Re: [PATCH 0/2] measure latency of cpu hotplug path
From: Peter Zijlstra
Date: Mon Sep 28 2020 - 03:40:36 EST
On Sun, Sep 27, 2020 at 07:41:45PM -0700, psodagud@xxxxxxxxxxxxxx wrote:
> On 2020-09-24 07:58, Steven Rostedt wrote:
> > On Thu, 24 Sep 2020 10:34:14 +0200
> > peterz@xxxxxxxxxxxxx wrote:
> >
> > > On Wed, Sep 23, 2020 at 04:37:44PM -0700, Prasad Sodagudi wrote:
> > > > There are all changes related to cpu hotplug path and would like to seek
> > > > upstream review. These are all patches in Qualcomm downstream kernel
> > > > for a quite long time. First patch sets the rt prioity to hotplug
> > > > task and second patch adds cpuhp trace events.
> > > >
> > > > 1) cpu-hotplug: Always use real time scheduling when hotplugging a CPU
> > > > 2) cpu/hotplug: Add cpuhp_latency trace event
> > >
> > > Why? Hotplug is a known super slow path. If you care about hotplug
> > > latency you're doing it wrong.
> Hi Peter,
>
> [PATCH 1/2] cpu/hotplug: Add cpuhp_latency trace event -
> 1) Tracing of the cpuhp operation is important to find whether upstream
> changes or out of tree modules(or firmware changes) caused latency
> regression or not.
This is a contradiction in terms, it is impossible to have a latency
regression is you don't care about the latency in this super slow path
to begin with.
> 2) Secondary cpus are hotplug out during the device suspend and hotplug in
> during the resume.
Indeed they are.
> 3) firmware(psci calls handling from firmware) changes impact need to be
> tested right?
Firmware is firmware, it's broken by design and we can't fix it if it's
broken. The only sane solution is not having firmware :-)

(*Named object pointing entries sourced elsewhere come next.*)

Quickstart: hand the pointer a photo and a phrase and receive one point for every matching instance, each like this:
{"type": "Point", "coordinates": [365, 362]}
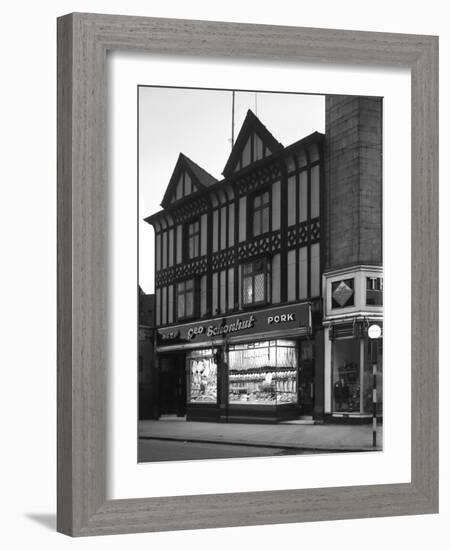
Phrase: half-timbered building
{"type": "Point", "coordinates": [268, 279]}
{"type": "Point", "coordinates": [238, 280]}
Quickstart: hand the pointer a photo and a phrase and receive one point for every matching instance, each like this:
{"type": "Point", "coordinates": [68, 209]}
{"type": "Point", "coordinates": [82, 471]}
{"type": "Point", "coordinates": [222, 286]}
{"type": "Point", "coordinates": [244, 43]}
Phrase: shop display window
{"type": "Point", "coordinates": [202, 381]}
{"type": "Point", "coordinates": [263, 373]}
{"type": "Point", "coordinates": [368, 377]}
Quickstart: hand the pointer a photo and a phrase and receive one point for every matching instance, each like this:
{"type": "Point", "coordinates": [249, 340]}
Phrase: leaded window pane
{"type": "Point", "coordinates": [259, 287]}
{"type": "Point", "coordinates": [248, 290]}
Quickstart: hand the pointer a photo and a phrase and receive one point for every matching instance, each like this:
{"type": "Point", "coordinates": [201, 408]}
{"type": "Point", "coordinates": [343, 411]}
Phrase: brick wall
{"type": "Point", "coordinates": [353, 181]}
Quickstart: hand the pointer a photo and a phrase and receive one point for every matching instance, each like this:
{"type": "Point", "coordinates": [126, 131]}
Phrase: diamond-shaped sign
{"type": "Point", "coordinates": [342, 293]}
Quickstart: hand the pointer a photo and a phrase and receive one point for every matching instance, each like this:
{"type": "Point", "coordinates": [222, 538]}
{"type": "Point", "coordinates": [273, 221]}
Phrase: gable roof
{"type": "Point", "coordinates": [251, 126]}
{"type": "Point", "coordinates": [200, 178]}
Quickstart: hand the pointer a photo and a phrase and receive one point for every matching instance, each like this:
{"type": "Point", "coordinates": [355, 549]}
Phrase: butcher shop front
{"type": "Point", "coordinates": [252, 367]}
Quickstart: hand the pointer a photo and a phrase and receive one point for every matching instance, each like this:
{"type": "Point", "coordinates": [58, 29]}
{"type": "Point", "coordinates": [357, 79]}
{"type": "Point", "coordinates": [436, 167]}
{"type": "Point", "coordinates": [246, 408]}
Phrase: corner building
{"type": "Point", "coordinates": [242, 279]}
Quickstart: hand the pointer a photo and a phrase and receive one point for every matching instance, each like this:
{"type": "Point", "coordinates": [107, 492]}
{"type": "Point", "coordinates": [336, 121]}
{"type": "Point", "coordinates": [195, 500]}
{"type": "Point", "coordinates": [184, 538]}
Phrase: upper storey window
{"type": "Point", "coordinates": [260, 213]}
{"type": "Point", "coordinates": [374, 293]}
{"type": "Point", "coordinates": [255, 279]}
{"type": "Point", "coordinates": [193, 239]}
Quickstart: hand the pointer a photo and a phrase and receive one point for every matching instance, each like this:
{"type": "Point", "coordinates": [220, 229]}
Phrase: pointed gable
{"type": "Point", "coordinates": [187, 178]}
{"type": "Point", "coordinates": [253, 143]}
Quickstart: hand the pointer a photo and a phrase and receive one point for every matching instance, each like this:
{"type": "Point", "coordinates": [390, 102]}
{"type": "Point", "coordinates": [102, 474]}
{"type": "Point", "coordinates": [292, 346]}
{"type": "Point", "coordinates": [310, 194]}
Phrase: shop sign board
{"type": "Point", "coordinates": [261, 321]}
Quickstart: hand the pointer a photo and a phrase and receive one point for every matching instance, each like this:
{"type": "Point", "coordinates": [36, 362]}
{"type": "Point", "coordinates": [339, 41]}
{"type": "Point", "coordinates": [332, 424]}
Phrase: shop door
{"type": "Point", "coordinates": [306, 378]}
{"type": "Point", "coordinates": [172, 385]}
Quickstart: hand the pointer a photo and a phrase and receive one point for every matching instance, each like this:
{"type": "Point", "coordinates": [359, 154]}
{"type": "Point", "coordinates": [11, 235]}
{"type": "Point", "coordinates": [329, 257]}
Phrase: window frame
{"type": "Point", "coordinates": [188, 237]}
{"type": "Point", "coordinates": [184, 292]}
{"type": "Point", "coordinates": [266, 273]}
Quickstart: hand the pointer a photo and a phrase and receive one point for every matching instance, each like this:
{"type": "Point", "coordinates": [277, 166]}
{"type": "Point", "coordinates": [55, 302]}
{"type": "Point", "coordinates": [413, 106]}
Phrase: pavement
{"type": "Point", "coordinates": [284, 435]}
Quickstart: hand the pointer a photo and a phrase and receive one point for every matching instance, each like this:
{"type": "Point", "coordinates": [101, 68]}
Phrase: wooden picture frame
{"type": "Point", "coordinates": [83, 41]}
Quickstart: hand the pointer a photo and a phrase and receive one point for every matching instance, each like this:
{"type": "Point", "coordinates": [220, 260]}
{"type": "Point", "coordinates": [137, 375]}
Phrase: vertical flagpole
{"type": "Point", "coordinates": [232, 121]}
{"type": "Point", "coordinates": [374, 395]}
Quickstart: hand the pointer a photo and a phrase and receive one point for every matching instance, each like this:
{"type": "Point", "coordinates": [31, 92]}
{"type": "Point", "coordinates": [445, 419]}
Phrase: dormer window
{"type": "Point", "coordinates": [193, 239]}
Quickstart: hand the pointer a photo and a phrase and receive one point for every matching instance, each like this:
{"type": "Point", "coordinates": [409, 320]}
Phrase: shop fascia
{"type": "Point", "coordinates": [296, 316]}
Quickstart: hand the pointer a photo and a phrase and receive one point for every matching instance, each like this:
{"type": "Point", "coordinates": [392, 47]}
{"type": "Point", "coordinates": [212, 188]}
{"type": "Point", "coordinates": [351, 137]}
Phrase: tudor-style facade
{"type": "Point", "coordinates": [246, 247]}
{"type": "Point", "coordinates": [268, 279]}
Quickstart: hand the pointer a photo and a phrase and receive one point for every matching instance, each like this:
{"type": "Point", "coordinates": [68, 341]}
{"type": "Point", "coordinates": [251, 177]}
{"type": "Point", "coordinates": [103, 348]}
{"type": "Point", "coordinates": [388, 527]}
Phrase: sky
{"type": "Point", "coordinates": [197, 122]}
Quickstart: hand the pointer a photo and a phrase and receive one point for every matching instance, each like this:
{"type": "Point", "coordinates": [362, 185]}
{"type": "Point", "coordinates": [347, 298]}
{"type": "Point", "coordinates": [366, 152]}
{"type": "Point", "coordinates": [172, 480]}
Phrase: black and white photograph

> 4) cpu hotplug framework(CPUHP_AP_ONLINE_DYN) dynamic callbacks may impact
> the hotplug latency.
Again, nobody cares.
> [PATCH 2/2] cpu-hotplug: Always use real time scheduling when hotplugging a
> CPU –
>
> CPU hotplug operation is stressed and while stress testing with full load on
> the system following problem is observed.
> CPU hotplug operations take place in preemptible context. This leaves the
> hotplugging thread at the mercy of overall system load and CPU
> availability. If the hotplugging thread does not get an opportunity to
> execute after it has already begun a hotplug operation, CPUs can
> end up being stuck in a quasi online state. In the worst case a CPU can be
> stuck in a state where the migration thread is parked while
> another task is executing and changing affinity in a loop. This combination
> can result in unbounded execution time for the running
> task until the hot plugging thread gets the chance to run to complete the
> hotplug operation.
How is that not an administration problem?
Also, you shouldn't be able to change your affinity _to_ a CPU that's
going down. One of the very first steps in hotplug ensures that.